Mientras tanto, mi cuñada y su marido siguen ocupándose de mi familia en París. Mi mujer vive ahora en un piso anexo al hotel del Partido.
De acuerdo con la decisión en vigor de no tocar el conjunto del proceso, la comisión busca la forma de extraer mi caso. ¡Hay que encontrar el medio de quitar un pilar de la construcción sin provocar su hundimiento! Se hacen muchas ilusiones, pues tarde o temprano el edificio, desequilibrado, se hundirá a pesar de todos los puntales que le pongan para tratar de consolidarlo. Siempre franco conmigo, Ineman me confía que ciertos miembros de la Oficina Política –sin nombrarlos– se oponen a la revisión de mi caso. Como me dijo un día mi amigo Oskar Vales hablando del equipo dirigente del Partido: «¡No nos perdonan sus errores!» Intentan, echándonos la culpa, encontrar circunstancias atenuantes para ellos: «No hay humo sin fuego. Naturalmente, no han cometido todos los delitos que les achacan, pero…"; e incluso quieren endosarnos la responsabilidad de su actitud en este período: «¡Se han buscado su propia ruina! ¡Nos han inducido al error de declararnos culpables y han creado dificultades al Partido!».

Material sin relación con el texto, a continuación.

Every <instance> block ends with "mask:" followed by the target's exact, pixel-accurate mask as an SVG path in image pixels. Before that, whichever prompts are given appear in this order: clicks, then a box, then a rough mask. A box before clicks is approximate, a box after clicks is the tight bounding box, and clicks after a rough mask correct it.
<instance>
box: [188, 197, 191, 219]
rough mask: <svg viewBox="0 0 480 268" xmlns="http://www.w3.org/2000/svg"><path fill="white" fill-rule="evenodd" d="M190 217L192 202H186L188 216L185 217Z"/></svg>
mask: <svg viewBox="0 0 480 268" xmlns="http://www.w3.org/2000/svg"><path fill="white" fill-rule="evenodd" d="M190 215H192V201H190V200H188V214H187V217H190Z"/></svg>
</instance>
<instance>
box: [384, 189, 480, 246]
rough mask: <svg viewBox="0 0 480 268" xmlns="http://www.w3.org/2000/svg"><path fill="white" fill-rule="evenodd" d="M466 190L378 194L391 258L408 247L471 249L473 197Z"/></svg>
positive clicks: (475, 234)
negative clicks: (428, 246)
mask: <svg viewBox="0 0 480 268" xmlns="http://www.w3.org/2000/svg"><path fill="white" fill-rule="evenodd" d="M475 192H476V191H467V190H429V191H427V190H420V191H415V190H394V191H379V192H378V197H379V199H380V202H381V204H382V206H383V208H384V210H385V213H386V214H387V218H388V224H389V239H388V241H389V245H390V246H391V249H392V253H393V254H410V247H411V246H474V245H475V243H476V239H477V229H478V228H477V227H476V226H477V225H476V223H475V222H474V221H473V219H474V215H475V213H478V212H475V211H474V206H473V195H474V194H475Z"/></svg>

Un día, respondo a los miembros de la comisión que emplean esos argumentos: «¡Es el colmo! ¡Las víctimas son ahora los que tienen la culpa!» Les recuerdo la rehabilitación pública en la URSS de los «Blusas Bancas», el castigo de los culpables… incluido Beria. ¡Y una de las víctimas, Vinogradov, acaba de recibir la Orden de Lenin! ¿No hubiera sido mejor enviarle otra vez a la cárcel?
Tratan también de romper el frente unido de las víctimas –y algunos camaradas han mordido por un momento el anzuelo– halagando a los unos y vituperando a los otros, según la resistencia más o menos larga que opusieron a sus verdugos. Intentan incluso, introducir esta noción en la opinión pública para desacreditarnos.
A los que han ayudado a prefabricar los procesos y a los que han votado con las dos manos las resoluciones que exigían el castigo supremo para los traidores, ¿no se les cae la cara de vergüenza? Argumentan hoy doctamente sobre las «confesiones», a los postres, antes de paladear el café, declarando estúpidamente: «A mí no habrían podido jamás obligarme a firmarlas…».
¿Y a los que hablan después de todo lo que ha pasado –a pesar de que conocían todos los pormenores– y hacen de este drama un suceso sin importancia, olvidando que hace algún tiempo tomaban por oro puro las declaraciones del Partido, o se callaban hipócritamente…?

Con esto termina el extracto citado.